SharedCLibrary_LibInitAPCS_R documentation

47 posts, 5 voices

Pages: 1 2

Mar 25, 2014 12:51am

_swi(x) dates from 1991 though I’m unsure when it went into CLib. Another thread suggests it went into Desktop C in 1991, so maybe from RISC OS 3.1 onwards (3.1 being 1992)?

Mar 25, 2014 7:23am

Jon Abbott (1421) 2651 posts

As there’s no mention of _swi or _swix in any official PRM and they’ve been there for some time, I suspect they were meant for internal use only. Referencing the CLib documentation on riscos.com about _kernel_swi:

Warning: If you use this function to call a SWI that returns an error longer than 148 bytes, the register dump area is corrupted; even longer errors may corrupt other vital system data.
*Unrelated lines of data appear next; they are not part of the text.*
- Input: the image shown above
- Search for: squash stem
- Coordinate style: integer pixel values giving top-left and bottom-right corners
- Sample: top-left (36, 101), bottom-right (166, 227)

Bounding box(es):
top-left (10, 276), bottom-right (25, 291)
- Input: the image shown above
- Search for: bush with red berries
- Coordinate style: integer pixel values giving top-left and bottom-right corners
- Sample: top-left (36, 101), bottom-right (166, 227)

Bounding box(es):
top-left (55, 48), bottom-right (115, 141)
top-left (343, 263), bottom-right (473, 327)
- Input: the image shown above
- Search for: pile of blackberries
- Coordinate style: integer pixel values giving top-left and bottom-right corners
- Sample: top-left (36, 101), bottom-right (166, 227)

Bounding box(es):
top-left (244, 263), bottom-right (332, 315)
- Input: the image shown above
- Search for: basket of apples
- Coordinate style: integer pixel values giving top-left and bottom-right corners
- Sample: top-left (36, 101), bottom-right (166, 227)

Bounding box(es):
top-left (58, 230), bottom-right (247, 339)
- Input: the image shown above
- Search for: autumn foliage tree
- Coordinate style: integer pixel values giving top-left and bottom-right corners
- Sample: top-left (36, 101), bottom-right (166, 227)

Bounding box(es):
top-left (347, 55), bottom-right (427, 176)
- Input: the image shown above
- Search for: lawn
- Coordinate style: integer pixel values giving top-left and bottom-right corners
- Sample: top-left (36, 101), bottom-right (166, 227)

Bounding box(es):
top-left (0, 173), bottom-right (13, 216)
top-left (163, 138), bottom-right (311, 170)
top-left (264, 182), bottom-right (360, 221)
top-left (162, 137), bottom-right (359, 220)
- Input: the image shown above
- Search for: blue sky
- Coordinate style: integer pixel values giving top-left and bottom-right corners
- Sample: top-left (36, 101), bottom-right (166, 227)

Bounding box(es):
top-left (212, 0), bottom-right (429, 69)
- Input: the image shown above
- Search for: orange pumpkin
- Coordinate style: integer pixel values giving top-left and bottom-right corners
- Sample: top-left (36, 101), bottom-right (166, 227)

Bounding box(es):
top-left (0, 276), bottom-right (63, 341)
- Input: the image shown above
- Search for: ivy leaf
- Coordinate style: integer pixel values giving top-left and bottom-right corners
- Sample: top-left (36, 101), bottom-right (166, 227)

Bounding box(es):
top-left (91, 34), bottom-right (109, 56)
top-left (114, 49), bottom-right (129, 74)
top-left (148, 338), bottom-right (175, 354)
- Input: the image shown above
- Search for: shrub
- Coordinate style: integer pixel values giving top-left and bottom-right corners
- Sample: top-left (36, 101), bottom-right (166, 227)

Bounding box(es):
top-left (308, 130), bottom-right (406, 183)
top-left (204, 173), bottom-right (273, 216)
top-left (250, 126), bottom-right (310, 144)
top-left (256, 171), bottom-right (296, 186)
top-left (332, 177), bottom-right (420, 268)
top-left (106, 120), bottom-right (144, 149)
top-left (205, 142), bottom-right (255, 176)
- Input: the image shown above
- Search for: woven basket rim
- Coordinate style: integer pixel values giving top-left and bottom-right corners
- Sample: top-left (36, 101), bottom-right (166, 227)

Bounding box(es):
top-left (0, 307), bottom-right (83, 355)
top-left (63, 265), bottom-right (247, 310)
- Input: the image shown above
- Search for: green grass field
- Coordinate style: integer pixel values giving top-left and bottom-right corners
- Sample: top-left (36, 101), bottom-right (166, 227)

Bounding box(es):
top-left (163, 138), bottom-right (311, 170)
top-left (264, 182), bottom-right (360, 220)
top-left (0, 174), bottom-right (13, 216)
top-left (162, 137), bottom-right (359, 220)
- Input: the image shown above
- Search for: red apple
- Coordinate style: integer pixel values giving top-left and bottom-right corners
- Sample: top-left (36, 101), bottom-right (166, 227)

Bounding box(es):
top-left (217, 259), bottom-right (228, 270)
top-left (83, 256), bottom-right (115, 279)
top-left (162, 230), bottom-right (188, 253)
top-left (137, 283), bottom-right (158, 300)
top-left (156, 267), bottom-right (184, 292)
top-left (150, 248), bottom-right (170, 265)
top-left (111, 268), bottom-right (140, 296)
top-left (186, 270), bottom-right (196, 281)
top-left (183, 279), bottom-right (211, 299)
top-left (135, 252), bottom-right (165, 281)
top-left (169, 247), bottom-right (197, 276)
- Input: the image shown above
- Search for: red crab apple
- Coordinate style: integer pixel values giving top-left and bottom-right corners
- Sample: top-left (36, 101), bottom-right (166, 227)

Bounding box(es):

You should ensure that no error will be returned – or work round this problem by instead using the internal function _swix, which is documented in the C library header files.

It’s a fair assumption that CLib chunk id 2 has been 183 official entries and 185 unofficial entries since RO3.1, so I’ll code accordingly.

Mar 25, 2014 11:16am

Jeffrey Lee (213) 6048 posts

Warning: If you use this function to call a SWI that returns an error longer than 148 bytes, the register dump area is corrupted

That doesn’t sound very useful! (Although I’m not sure what register dump area the docs are talking about)

I wonder if that’s just a bug in ROL’s version? From a cursory look at the sources it doesn’t look like ROOL’s version suffers from the same problem (the workspace allocation shows a full 256 bytes for the error buffer).

However we do definitely have a problem in that the routine to copy the error message to the buffer doesn’t check for buffer overflows, so if a module did generate an error string longer than 252 bytes we’d be in trouble.

Mar 25, 2014 11:51am

Jon Abbott (1421) 2651 posts

Stop copying at a zero or 251 chars and append a zero? Not ideal, but will prevent corruption in the unlikely event an error is >251 chars long.

Incidentally, swi and swix are documented in CVS

Mar 25, 2014 8:25pm

Rick Murray (539) 13840 posts

_swi(x) dates from 1991 though I’m unsure when it went into CLib.

19-Nov-91. It’s in Lib.RISC_OSLib.clib.s.cl_entries.

It is also in RISC OS 3.10. Just poked around with an emulator and ROM image. It is the final two entries of the old-style jump table, you’ll find it at &3978E9C assuming dump starts at ROM address, or you’re looking at a live ROM. ;-)

Warning: If you use this function to call a SWI that returns an error longer than 148 bytes, the register dump area is corrupted; even longer errors may corrupt other vital system data.

The kernel lib data area defines the error block as 63 (*4) bytes. That plus the error number is 256 bytes. I think if CLib was fundamentally broken in failing with errors only a little over half the permitted size, it might have been noticed long before now.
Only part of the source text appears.